If all of that still doesn’t convince you to be more selective in your antibiotic choices, know that it causes your ID consultants mental anguish and maybe even a little physical pain to witness the indiscriminate decimation of all bodily bacteria when there are more sensible options available. Besides, V/Z is just unimaginative, and healthcare providers are supposed to be a thoughtful, creative bunch. There are over 100 different antibacterials available for use in US hospitals, so don’t limit yourself to two.
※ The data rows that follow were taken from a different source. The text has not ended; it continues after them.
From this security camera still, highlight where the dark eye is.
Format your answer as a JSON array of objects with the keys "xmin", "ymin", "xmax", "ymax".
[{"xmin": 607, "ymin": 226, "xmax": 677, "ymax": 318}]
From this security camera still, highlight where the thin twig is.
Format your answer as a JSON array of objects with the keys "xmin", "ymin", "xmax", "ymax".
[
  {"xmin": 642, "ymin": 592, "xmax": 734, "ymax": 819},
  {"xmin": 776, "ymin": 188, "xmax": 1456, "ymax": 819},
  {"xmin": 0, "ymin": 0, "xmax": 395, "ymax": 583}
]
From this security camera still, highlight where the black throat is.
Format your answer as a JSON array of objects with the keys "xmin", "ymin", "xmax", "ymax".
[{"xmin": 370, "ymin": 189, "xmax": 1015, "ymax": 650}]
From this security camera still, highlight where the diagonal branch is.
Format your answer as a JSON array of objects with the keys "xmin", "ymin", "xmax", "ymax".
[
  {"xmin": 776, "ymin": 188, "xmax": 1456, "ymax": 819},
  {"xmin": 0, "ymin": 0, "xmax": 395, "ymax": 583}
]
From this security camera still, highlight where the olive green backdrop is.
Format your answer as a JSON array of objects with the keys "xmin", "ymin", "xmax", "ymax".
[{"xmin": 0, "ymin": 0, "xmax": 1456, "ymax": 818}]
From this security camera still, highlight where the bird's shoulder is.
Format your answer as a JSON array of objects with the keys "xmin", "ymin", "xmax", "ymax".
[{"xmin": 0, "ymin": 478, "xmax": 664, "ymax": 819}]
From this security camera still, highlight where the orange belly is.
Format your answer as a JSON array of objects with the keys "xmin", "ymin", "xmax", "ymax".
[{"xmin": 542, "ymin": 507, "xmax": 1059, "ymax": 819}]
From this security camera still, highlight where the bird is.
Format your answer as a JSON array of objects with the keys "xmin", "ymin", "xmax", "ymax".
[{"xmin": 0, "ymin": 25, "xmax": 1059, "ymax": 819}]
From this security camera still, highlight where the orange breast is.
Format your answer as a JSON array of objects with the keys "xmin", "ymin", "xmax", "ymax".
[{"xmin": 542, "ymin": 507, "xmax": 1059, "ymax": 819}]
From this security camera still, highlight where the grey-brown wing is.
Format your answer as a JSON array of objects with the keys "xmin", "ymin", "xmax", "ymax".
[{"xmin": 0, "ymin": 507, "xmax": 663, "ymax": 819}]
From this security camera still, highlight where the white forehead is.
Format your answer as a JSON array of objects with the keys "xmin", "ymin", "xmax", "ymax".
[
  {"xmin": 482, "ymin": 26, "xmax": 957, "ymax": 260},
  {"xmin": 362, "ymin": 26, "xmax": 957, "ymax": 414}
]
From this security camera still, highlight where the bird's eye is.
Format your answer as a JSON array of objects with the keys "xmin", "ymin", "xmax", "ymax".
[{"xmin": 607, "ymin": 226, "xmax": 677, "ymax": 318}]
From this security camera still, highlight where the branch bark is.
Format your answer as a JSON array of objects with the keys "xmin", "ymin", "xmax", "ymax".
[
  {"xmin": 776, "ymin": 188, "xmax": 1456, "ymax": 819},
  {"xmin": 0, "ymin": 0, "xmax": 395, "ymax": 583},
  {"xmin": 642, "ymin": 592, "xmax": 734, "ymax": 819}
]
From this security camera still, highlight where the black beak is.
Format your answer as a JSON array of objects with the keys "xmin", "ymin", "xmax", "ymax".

Even a modicum of discernment is appreciated by those of us in infectology – maybe keep the vanc but substitute ceftriaxone for ZOSYN® in a patient with no known history of MDR organisms. Wander off the beaten path and try something new like cefadroxil – it’s closely related to cephalexin but with even higher oral bioavailability. You’ll know you’ve ventured far enough when you can no longer pronounce the generic name. In that case, call me.